Jeno kali ini memilih diam; menunggu, menyimak, peduli setengah mati.

“Aku hancur saat itu, pikiranku penuh dengan ‘sejak kapan’ dan keraguan tentang niat di balik semua hal yang pernah dia lakukan untukku. Aku bahkan meragukan tiap senyum yang pernah dia buat; tuluskah atau malah kebanggan karena berhasil menipuku?” dia mengerang kecil. “Sampai situ saja harusnya cukup, ‘kan? Tapi tahukah kau apa yang paling menghantuiku hingga kini?
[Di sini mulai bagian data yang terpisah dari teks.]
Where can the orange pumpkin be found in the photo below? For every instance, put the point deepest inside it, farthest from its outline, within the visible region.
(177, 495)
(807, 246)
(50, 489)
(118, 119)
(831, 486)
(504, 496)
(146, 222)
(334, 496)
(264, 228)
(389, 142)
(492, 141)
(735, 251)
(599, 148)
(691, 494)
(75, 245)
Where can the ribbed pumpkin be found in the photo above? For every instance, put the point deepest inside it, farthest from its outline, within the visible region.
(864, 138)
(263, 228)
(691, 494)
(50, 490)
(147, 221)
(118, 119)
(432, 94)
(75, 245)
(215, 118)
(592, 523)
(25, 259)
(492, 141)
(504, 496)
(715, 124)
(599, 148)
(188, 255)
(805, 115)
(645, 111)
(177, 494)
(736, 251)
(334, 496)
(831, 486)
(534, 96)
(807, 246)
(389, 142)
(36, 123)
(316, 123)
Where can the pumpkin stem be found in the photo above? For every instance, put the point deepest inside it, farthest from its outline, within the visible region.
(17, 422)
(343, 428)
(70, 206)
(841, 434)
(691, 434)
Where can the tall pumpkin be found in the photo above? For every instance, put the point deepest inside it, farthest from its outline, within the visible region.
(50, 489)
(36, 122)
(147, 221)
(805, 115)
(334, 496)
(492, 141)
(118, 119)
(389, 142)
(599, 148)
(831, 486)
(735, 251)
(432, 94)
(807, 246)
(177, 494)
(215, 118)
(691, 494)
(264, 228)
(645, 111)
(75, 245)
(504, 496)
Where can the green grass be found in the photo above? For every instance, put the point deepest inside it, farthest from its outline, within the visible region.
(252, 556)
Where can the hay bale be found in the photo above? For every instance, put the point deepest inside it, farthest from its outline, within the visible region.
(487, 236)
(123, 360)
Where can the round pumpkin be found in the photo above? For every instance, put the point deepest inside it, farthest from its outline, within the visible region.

Aku yang harus mengetahui kebusukan calon suamiku lewat orangtua selingkuhannya sendiri...”

“... ia datang ketika kami sedang bersulang... menangis dan hampir berlutut kepadaku di hadapan teman-teman dan keluargaku.

“Aku dikhianati setelah melalui pasang-surut selama enam tahun, tapi aku bahkan tak bisa merespon dengan benar.

“Itu perasaan terburuk yang pernah kurasakan seumur hidup.

“Aku merasa tidak berhak menderita di hadapan seorang ibu yang setengah mati mencariku demi anaknya yang hilang.”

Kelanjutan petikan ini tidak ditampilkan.